APAP is the active ingredient in over 600 medications used to treat mild to moderate pain and fever. The drug is available over the counter and is widely used by pregnant women. A new review based on 25 years of research suggests that pregnant women should not use APAP unless medically indicated and that they should use the lowest effective dose for the shortest possible time.
In their review, the researchers highlight that APAP is known to cross the placenta and the blood-brain barrier. They add that pregnancy may cause changes in APAP metabolism, potentially making fetuses more vulnerable to toxic effects.

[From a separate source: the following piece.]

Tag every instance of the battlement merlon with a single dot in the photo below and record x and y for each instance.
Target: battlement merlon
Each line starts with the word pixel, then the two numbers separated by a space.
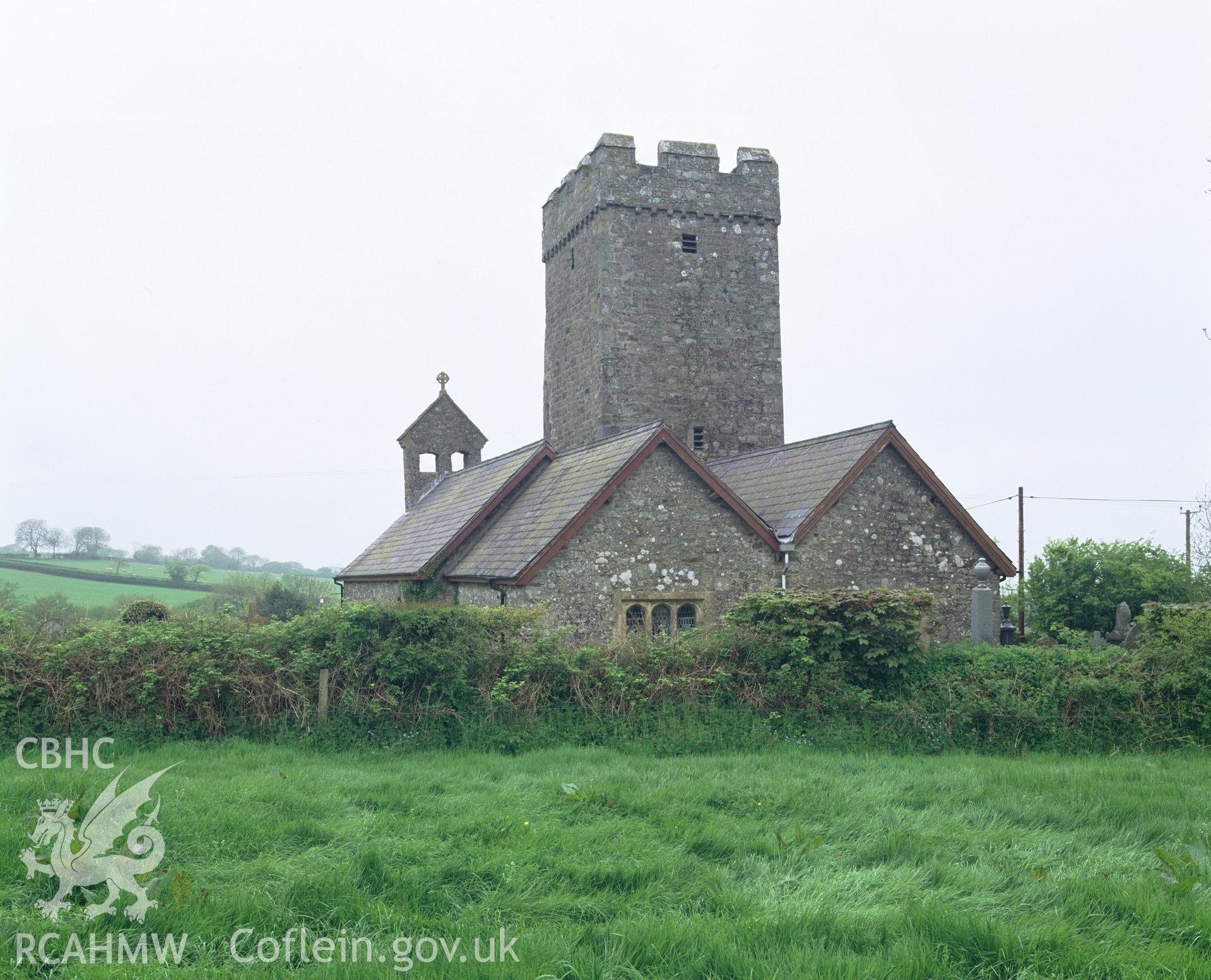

Other studies have found that APAP inhibits prostaglandin signaling in the third trimester, which may lead to ductus arteriosus constriction and life-threatening cardiac failure in babies.
“In vivo, in vitro and ex vivo studies have shown that APAP directly perturbs hormone-dependent processes, including inhibition of androgen production and increased estrogen production, disruption of steroidogenesis, depletion of sulfated sex hormones, perturbation of immune function, induction of oxidative stress and indirect activation of the endocannabinoid system,” wrote the researchers.
The researchers made note of other studies finding that APAP exposure in the womb is linked to male urogenital and reproductive tract abnormalities, such as undescended testicles and reduced anogenital distance, and early female puberty.
They also mentioned that neurodevelopmental effects linked to prenatal APAP exposure include ADHD, autism, language delays, decreased IQ, cerebral palsy, oppositional-defiant disorder, decreased executive function, and conduct disorders.
“The current near-ubiquitous use of acetaminophen during pregnancy is due in part to the widespread perception – even among doctors – that it has limited side effects and negligible risk,” said Ann Z. Bauer, lead author of the review in an article published in The Conversation.
“But a growing body of research suggests that the indiscriminate use of acetaminophen during pregnancy – especially for conditions such as chronic pain, low back pain, and headaches – may be unwarranted and unsafe,” she added.
“In our consensus statement, we urge education of health professionals and pregnant women about the risks and benefits of acetaminophen use during pregnancy,” she explained.